Nomenclaturas recorrentes do vocabulário de Olgária Matos como “alumbramento”, “philia”, “paideia”, “savoir faire”, “savoir vivre”, e coisas de seu quadro imaginário como escolas de tradução, fraseado do maio francês, pátina do tempo, gemas da terra, falam por si sós dessa contrapartida da fineza em relação à devastação. Ou dessas barricadas do desejo, enfim. É todo um senso do colecionamento de joias bibliófilas para a elevação acima da existência banalizada e banal. Aquele mesmo colecionamento de que fala Benjamin e que, aliás, foi o que terminou por retê-lo, além da conta, na Europa, ao longo dos perigosos anos 1930, a perambular pelas galerias, qual flâneur baudelairiano.

Dir-se ia, em suma, que ali onde a Beleza foi injuriada – como resumiu Rimbaud, discípulo de Baudelaire horrorizado pelos empregos de um século manual e servil, que jura que nele não porá suas mãos de escritor, Olgária Matos a apanhou e a sentou no colo, continuando a revolta dos poetas malditos, um lustro depois, pela via contrária, a do culto do belo.

Mais formidável ainda é que, na esfera mágica que a poesia traça nos desenvolvimentos olgarianos, juntamente com os marginais sublimes da era das mercadorias, com seus temas desauratizados, entram os deuses e semideuses dos tempos mais olímpicos. Afinal, é o poeta quem lhes dá forma.

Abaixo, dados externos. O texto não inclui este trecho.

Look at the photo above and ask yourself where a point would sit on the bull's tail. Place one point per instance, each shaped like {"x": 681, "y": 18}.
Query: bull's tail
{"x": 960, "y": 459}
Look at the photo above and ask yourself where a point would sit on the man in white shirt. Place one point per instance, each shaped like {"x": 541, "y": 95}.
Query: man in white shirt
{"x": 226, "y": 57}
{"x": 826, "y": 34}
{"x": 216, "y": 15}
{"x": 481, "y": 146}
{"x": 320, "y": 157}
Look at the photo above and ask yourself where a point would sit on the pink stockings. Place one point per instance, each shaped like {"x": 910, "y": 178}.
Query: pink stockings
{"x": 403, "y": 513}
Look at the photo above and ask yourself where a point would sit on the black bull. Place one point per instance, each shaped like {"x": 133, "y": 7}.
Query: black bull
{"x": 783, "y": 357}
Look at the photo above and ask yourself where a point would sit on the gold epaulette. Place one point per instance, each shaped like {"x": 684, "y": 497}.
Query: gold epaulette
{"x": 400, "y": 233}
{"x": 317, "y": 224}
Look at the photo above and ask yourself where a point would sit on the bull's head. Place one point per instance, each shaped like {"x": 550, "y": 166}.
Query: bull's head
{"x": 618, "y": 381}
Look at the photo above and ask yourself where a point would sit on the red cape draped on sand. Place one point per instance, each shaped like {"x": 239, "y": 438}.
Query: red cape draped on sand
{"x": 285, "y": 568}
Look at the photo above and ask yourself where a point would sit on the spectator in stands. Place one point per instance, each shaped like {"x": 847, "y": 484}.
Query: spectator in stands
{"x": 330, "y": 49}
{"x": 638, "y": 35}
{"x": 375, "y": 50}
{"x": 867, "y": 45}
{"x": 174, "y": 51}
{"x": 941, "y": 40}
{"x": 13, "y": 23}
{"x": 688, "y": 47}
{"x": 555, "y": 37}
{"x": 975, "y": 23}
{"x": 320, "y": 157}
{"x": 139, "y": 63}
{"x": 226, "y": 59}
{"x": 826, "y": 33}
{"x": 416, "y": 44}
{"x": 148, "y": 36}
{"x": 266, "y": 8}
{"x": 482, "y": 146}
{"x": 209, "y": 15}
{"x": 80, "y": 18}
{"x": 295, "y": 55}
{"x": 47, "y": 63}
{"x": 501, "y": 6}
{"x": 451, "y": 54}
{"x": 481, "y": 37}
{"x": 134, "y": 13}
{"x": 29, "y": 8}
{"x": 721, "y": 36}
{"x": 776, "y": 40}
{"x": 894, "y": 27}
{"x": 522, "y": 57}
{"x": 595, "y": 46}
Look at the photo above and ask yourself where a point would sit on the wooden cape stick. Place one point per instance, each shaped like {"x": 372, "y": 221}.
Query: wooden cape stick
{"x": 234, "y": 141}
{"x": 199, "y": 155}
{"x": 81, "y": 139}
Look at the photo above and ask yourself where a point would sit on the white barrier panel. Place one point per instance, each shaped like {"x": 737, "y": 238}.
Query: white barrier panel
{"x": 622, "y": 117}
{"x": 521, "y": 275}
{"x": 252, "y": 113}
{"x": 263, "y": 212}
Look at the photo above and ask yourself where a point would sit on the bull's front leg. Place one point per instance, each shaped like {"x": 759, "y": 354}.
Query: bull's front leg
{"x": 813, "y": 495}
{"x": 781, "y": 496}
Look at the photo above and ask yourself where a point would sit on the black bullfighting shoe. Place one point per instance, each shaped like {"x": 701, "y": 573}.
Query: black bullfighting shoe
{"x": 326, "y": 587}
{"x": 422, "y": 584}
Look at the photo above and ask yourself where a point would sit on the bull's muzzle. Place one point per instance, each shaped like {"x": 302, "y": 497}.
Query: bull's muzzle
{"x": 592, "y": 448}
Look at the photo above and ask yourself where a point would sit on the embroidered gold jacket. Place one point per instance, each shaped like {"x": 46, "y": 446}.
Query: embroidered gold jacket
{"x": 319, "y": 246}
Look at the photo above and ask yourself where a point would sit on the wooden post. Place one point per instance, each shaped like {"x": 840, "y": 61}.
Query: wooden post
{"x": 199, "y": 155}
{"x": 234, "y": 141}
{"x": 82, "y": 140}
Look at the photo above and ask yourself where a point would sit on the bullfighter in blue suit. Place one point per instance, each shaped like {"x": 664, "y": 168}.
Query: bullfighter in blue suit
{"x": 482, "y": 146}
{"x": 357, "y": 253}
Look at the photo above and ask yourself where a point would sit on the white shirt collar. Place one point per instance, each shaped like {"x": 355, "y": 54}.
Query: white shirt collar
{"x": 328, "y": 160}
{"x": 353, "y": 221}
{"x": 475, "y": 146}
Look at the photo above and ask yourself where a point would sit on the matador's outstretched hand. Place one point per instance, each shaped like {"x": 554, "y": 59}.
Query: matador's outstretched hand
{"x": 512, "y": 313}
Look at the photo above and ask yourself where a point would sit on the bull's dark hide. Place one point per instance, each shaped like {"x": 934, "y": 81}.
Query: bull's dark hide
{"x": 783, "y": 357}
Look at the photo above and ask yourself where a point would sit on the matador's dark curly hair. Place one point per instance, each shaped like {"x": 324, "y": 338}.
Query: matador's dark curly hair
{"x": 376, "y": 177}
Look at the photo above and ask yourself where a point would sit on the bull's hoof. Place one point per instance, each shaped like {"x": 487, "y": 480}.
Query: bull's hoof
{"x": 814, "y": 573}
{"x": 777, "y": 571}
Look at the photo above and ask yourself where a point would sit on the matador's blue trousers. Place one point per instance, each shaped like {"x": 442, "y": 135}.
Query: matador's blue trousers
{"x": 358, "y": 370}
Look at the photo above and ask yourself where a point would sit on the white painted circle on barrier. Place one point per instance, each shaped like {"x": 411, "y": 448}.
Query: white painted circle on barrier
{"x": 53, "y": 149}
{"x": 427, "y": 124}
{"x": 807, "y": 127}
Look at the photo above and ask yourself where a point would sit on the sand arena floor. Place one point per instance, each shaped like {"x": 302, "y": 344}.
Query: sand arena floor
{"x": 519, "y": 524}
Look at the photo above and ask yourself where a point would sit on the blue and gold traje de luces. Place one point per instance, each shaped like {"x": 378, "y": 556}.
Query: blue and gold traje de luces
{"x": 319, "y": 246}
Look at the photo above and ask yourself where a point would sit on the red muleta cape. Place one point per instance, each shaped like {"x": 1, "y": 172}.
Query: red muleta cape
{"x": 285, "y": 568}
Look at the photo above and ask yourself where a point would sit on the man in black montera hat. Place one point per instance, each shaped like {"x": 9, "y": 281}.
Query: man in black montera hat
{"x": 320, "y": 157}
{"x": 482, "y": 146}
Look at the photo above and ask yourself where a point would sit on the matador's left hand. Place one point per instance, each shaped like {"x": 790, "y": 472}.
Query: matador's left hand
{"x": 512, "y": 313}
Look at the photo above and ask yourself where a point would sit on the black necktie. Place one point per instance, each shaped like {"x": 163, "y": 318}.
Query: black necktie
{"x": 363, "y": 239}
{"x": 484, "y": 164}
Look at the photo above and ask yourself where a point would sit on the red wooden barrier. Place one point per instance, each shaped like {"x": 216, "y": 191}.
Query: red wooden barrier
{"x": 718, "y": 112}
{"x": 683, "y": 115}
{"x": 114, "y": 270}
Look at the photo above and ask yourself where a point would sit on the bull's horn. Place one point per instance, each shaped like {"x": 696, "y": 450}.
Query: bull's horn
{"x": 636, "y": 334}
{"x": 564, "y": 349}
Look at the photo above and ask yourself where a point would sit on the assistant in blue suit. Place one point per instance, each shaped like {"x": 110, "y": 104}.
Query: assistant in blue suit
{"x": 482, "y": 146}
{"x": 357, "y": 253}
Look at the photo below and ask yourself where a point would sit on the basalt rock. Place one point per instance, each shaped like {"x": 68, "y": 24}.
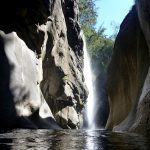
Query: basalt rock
{"x": 41, "y": 79}
{"x": 128, "y": 74}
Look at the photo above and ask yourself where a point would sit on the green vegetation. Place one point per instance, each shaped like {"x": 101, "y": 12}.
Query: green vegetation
{"x": 99, "y": 46}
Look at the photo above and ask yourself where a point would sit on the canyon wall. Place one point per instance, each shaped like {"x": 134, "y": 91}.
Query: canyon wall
{"x": 128, "y": 73}
{"x": 41, "y": 61}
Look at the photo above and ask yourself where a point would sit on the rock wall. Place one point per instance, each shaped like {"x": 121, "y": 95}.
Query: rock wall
{"x": 128, "y": 81}
{"x": 41, "y": 61}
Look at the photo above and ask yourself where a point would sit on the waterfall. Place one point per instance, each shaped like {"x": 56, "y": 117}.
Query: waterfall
{"x": 89, "y": 82}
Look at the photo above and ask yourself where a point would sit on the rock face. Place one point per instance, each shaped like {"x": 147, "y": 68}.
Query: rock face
{"x": 129, "y": 76}
{"x": 41, "y": 61}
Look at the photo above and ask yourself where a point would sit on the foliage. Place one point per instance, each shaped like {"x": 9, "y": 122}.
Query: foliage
{"x": 99, "y": 46}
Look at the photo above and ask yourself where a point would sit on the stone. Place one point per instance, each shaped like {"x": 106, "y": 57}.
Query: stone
{"x": 41, "y": 69}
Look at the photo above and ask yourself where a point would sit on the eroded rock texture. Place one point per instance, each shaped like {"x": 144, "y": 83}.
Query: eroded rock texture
{"x": 41, "y": 61}
{"x": 128, "y": 82}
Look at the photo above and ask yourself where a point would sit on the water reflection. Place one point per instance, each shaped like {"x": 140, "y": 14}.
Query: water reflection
{"x": 71, "y": 140}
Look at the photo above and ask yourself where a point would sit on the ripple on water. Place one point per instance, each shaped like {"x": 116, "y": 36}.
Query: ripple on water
{"x": 71, "y": 140}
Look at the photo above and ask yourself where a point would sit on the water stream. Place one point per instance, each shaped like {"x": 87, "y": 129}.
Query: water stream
{"x": 89, "y": 82}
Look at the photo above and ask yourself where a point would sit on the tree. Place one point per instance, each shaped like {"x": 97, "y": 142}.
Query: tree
{"x": 99, "y": 46}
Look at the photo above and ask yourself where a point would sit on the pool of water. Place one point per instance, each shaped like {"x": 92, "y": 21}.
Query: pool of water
{"x": 71, "y": 140}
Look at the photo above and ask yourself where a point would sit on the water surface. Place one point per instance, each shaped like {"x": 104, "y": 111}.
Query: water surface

Perguntava-se Mallarmé, em Os deuses antigos, pequeno tratado mitológico para as salas de aula de sua época positivista se, acaso, algum espírito imbuído de preconceito acreditaria que as divindades já não têm mais lugar na terra. Contra tal prevenção respondia acenando com a poesia: “Se os símbolos míticos foram destituídos da personalidade fabulosa que lhes concedeu a Antiguidade, a leitura das mais belas páginas das glórias de nossas Letras mostra que nada morreu de tudo aquilo que foi um dia o culto espiritual da raça”.

Ora, a julgar pelas entidades míticas que estão no centro vivo de sua argumentação contra o mundo por demais iluminado, isto é, controlado, a mesma pergunta e a mesma resposta subjazem aos escritos de Olgária. Efetivamente, também para ela, lendas fazem todo o sentido, aqui e agora, na ágora moderna. Visivelmente, a embriaguez com que se cumpre o trato do mundo antigo com o cosmos, antes que a ciência venha a desenfeitiçá-lo, a interessa.

É assim que tira lições de moralidade máxima das histórias mais antigas. Por exemplo, daquele do Hércules do período do cativeiro na Lídia, que, apaixonado pela rainha Ônfale, a quem é condenado a servir como escravo, depõe suas armas de guerreiro, troca de papel com a amada, vestindo-se de mulher, e põe-se a fiar a seus pés, dionisiacamente andrógino, ajudando-a com seus bordados. Nesta surpreendente revirada da saga do lutador invencível em marido domesticado, ela ousa ver uma bela nota do mitógrafo sobre a lealdade, o compartilhamento dos destinos e a horizontalidade das relações.

É o mesmo ensinamento que encontra no gesto de Páris, o raptor de Helena, quando este se dispõe a um enfrentamento direto com Menelau, para evitar um derramamento de sangue, na situação de guerra que o rapto desencadeou. O que a leva a comemorar, ao mesmo tempo, a atitude de Heitor, o general das tropas troianas, que apoia a proposta de Páris, nisso apoiado por Agamêmnon, e pede aos aqueus que recolham suas flechas, em respeito ao ancião que veio parlamentar.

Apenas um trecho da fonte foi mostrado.